Wilhelm Benecke, Heidelberg, to Henry Crabb Robinson, [London], 10 February 1833.
Heidelberg febry10 1833
My dear Sir,
I had great pleasure is receiving your letter, and I should have answered it on the spot, had you not told me, that you were on the eve of making an excursion into the country; but being informed by my son that you are returned some time ago, I will no longer deprive myself of the pleasure of a little conversation with you. I am obliged to you for the explanation you have given me concerning Mrs Wiss’s affairs, I must mention, however, that I was well aware, that the case in question did not at all regard the insurance laws and that Mrs D. must have misunderstood me in this respect, I only observed on that occasion, that if all persons living in foreign countries were under the necessity of proving wills in England before they were able to receive payment of a policy effected there, it was to be wondered at that such insurances should be affected at all, and I thought that the Directors, for their own profit, might be prevailed upon to dispence with that difficulty if they were credibly informed that in this case they would run no risk in paying to the sale and legal heirs and administrators. – Mrs Wiss has since inherited from her late husbands brother abt 750£ and Mr Sinclair, who refuses to be made trustee, advises her to give his consent to have that money invested in shares of the Globe Insurance Cy which, he says, would yield about 5 pr Ct interest. On her asking my advice I told him that I would first request you to give your opinion on the subject, and I hope that you will do me and her that favour. Shares, generally speaking, appear to me a very uncertain kind of property, as the dividend must of course depend on the success of the Company. Should you be able to point out another mode of laying out the money to advantage with security I should be greatly obliged to you if you would inform me of it.
I fully concur in what you say about our German as well as your English reformers. There are, most undoubtedly among them a great many well meaning and well informed persons, but by far the greater number are led by selfish motives, and if they were to succeed I am confident that the changes effected by them would not be for the better. In times like these, where it is impossible for any man of conscience and wisdom to declare for either party, the only course to pursue, I think, is, to promote, as far as it is in our power, those principles of true wisdom and moderation without which it is impossible that any true reform should ever take place, the first of which is, that every one must begin by reforming himself.

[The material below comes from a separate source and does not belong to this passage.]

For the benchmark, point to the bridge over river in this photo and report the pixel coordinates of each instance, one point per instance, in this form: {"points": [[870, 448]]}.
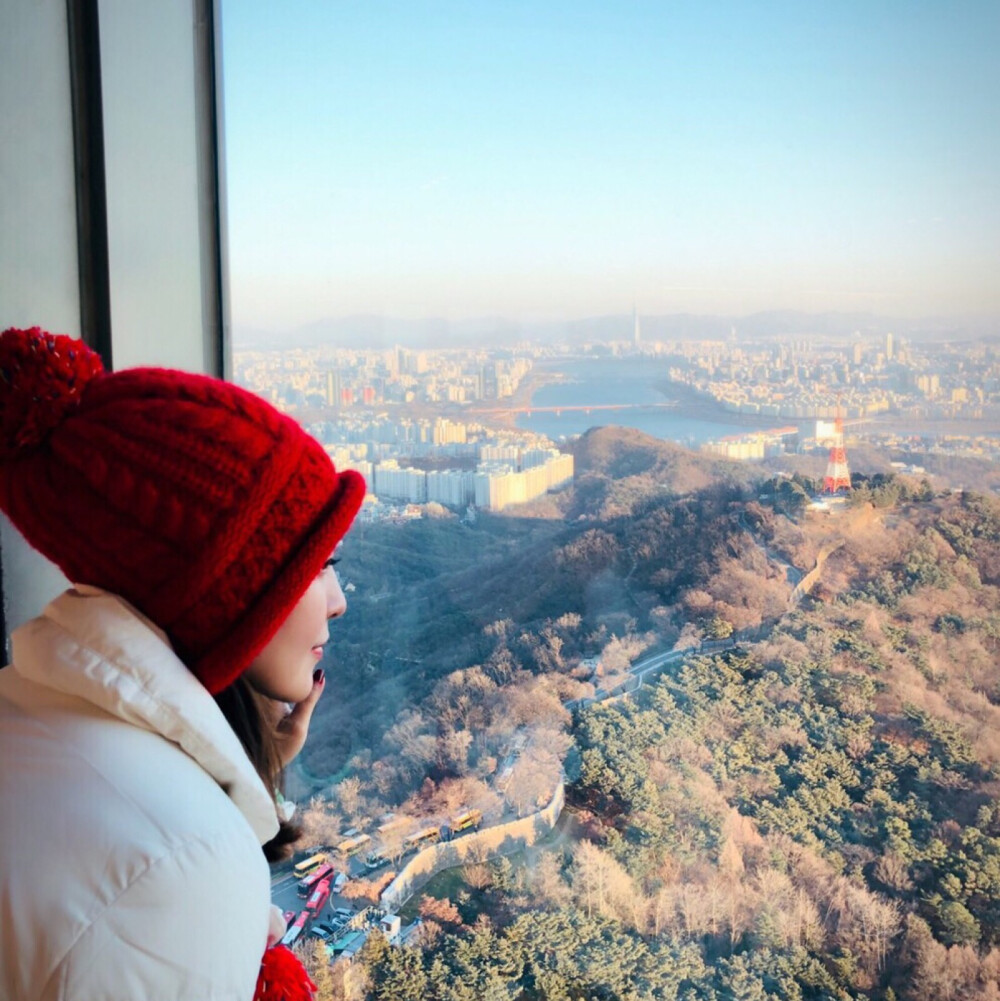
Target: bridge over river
{"points": [[568, 408]]}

My commentary on Pauls Ep. to the Rom. is now in your hands and I long to hear what an impression it has made upon you. I do not expect that you will subscribe to all I have said in that book, but I doubt not that you will approve of the Idea of the whole, and that by repeated reading you will find more and more the connexion which exists between its different parts. It is, in fact, a complete system of Natur Philosophie in the nobler sense of the word, but I could not make it appear a system, because, in the quality of a Commentator, I was obliged to follow my author step by step. I hope you have paid due attention to the Preface, which, in my opinion, is the best I ever wrote
The prospect you hold out to me of spendg a few months of the next summer with us, gives me very great satisfaction and I hope that nothing will prevent you from executing your plan. We shall thus have an opportunity of entering more into the details of this most interesting subject. It is not quite certain yet whether we shall remain here or go to Hombro’ but the former is now probable. If any change should take place I shall take care to inform you of it immediately, and you may take it for granted that we remain here until you hear to the contrary.
My son wrote me some time ago that the late Lord Parkington in the last edition of his book on the laws of shipping has made a very honourable mention of my book on Insurance and that it has many passages of it. You know that my Germ. work on the same subject is held in great repute by all the german lawyers and is in fact the first authority in mattes of Inse. It has been translated into Italian and spread over all the East, as the < > book is in french. Oberappellations Praesident Heyse in Lübeck, one of our most eminent lawyers, who was formerly Professor at Heidelberg, expresses himself about my English book in the following manner, in Juristische Abhandlungen, mit Entscheidungen des Oberappellations-Gerichts der vier freien Städte Deutschlands, von Heyse und Cropp, 1r Band, Hamburg 1827, p. 583 “Dieses Werk, welches wir bisher weder in unsern gelehrten Blättern angezeigt, noch sonst irgendwo angeführt gesehen haben, verdiehnte wohl größere Aufmerksamkeit als es bisher gefunden hat, da es noch besser und gründlicher ist, als das System des Assekuranzwesens”. (desselben Verfassers)
Is it not strange under these circumstances that the book should still be so publicly neglected in England? and should it not be advisable to draw the attention of the Publick once more to it by some advertisement? Perhaps you will do me the favor to speak on the subject to Mr Baldwin. I confess that I should be glad to recover at least the money which I have laid out upon that book ^about 200£^; to derive any great benefit from it was never in my contemplation.
Text: Crabb Robinson Correspondence, Dr. Williams's Library, London, 1833, letter 92.